The Pooled Cohort Equations were derived from predominantly White and African American cohorts and may not accurately estimate risk in other racial and ethnic groups, including Hispanic, Asian, and South Asian populations. South Asian ancestry is considered a risk-enhancing factor because cardiovascular risk tends to be higher than what the equations predict for this group.
The equations have been shown to overestimate risk in some contemporary populations, particularly among higher socioeconomic status groups and populations with lower baseline cardiovascular event rates than the derivation cohorts. This overestimation means some patients may be classified as higher risk than their true risk, potentially leading to unnecessary statin initiation. CAC scoring can help reclassify these patients.
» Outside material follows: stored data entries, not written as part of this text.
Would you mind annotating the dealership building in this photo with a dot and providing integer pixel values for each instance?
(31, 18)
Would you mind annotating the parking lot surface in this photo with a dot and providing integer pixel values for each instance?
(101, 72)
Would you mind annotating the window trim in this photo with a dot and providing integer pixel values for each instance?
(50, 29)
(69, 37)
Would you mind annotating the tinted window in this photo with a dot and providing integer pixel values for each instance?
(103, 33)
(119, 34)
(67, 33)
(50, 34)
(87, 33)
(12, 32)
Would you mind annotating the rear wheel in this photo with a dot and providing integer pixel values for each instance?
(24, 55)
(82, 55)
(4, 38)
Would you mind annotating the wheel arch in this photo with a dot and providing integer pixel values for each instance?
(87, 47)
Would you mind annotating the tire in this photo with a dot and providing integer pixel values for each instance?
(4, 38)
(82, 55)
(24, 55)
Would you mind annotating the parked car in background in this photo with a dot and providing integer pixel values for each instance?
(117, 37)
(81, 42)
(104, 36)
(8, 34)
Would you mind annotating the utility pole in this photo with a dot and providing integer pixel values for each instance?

The calculator does not incorporate several important risk modifiers including family history of premature ASCVD, LDL-C level, triglycerides, inflammatory markers (hs-CRP), lipoprotein(a), ankle-brachial index, or metabolic syndrome. These risk-enhancing factors should be considered separately in the clinical decision-making process, especially for patients in the borderline or intermediate risk categories. The equations are also not applicable to patients with existing ASCVD, familial hypercholesterolemia, or LDL-C >=190 mg/dL, all of whom already qualify for statin therapy.
Disclaimer: This tool is for educational and informational purposes only. It is not a substitute for professional medical advice, diagnosis, or treatment. Always consult a qualified healthcare provider with questions about your health.